49. Group anagrams

What does the problem want?

As a step up from determining if two strings are an anagram, this time we want to separate a list of strings into groups of anagrams.

Brainstorm ideas

One thing would be to use a dictionary where we store information of the letters and atore the strings that are anagrams of the collection of letters. So if we have eat, we might have a dictionary entry that looks like {("e","a","t"):["eat"]}. Then if we have tea, it's an anagram of eat, so we have an appended entry to look like {("e","a","t"):["eat", "tea"]}.

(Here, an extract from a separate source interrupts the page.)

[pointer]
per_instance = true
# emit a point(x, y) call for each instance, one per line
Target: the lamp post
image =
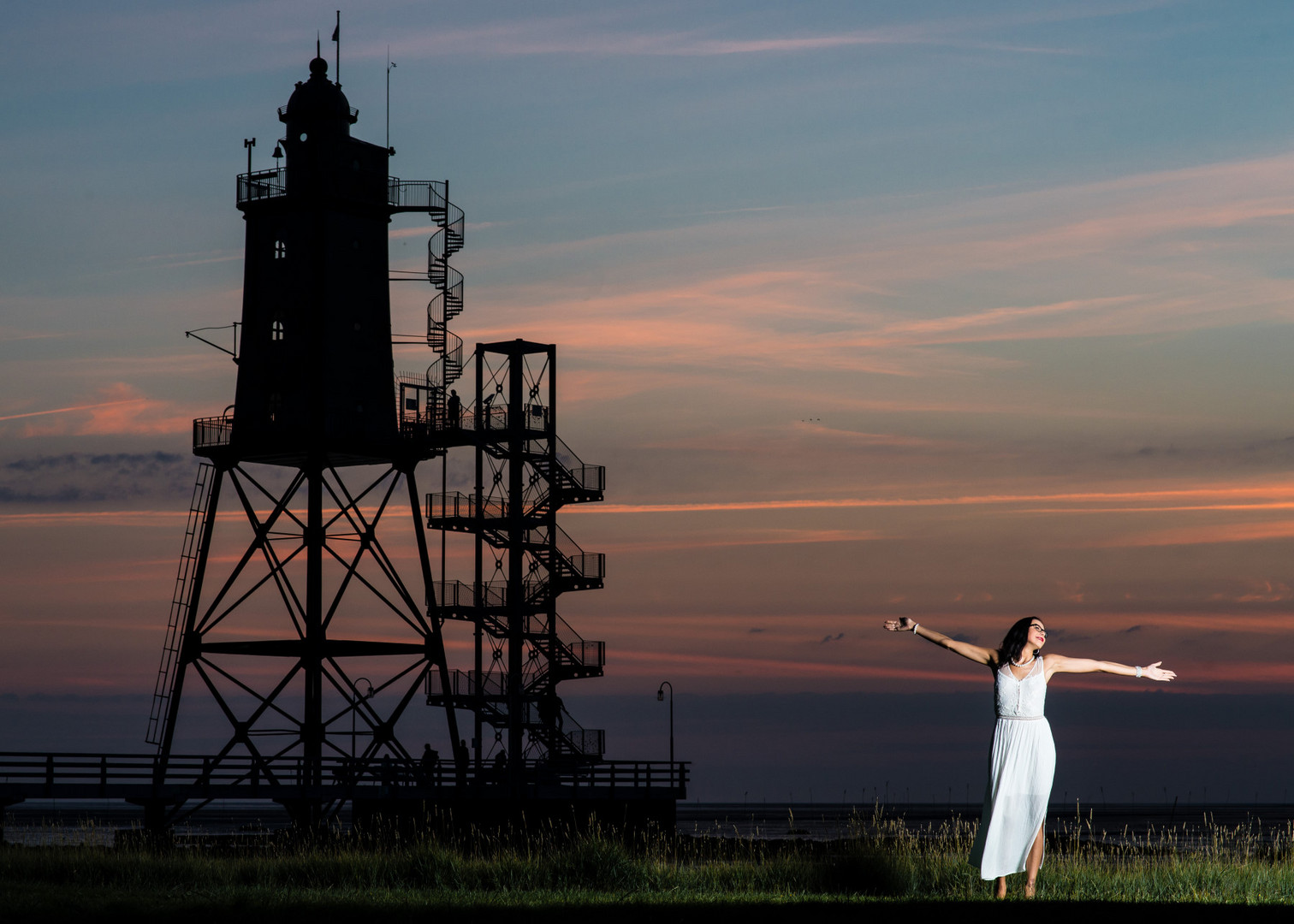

Another thing is to make sure that the key we use in our dictionary is universally usable for other strings. If we were to just use ("e","a","t"), we might see problems when comparing it with ("t","e","a"). So making sure that the tuple of letters are sorted before adding to our pool of anagram strings.

Then at the end, we can return a list of all the values in our dictionary.

Solution

def groupAnagrams(self, strs: List[str]) -> List[List[str]]:
    pool = {}
    for string in strs:
        char_pool = tuple(sorted(string))
        if char_pool not in pool:
            pool[char_pool] = [string]
        else:
            pool[char_pool].append(string)
    return list(pool.values())

Time complexity

The time complexity of this solution is around O(n * k log k) where n is the number of strings and k is the sorting of each character count. The O(k log k) exists because the sorted() function in python has a time complexity of O(n log n).

Space complexity

The space complexity for this is O(n * k), mainly for storing the hash maps of our strings.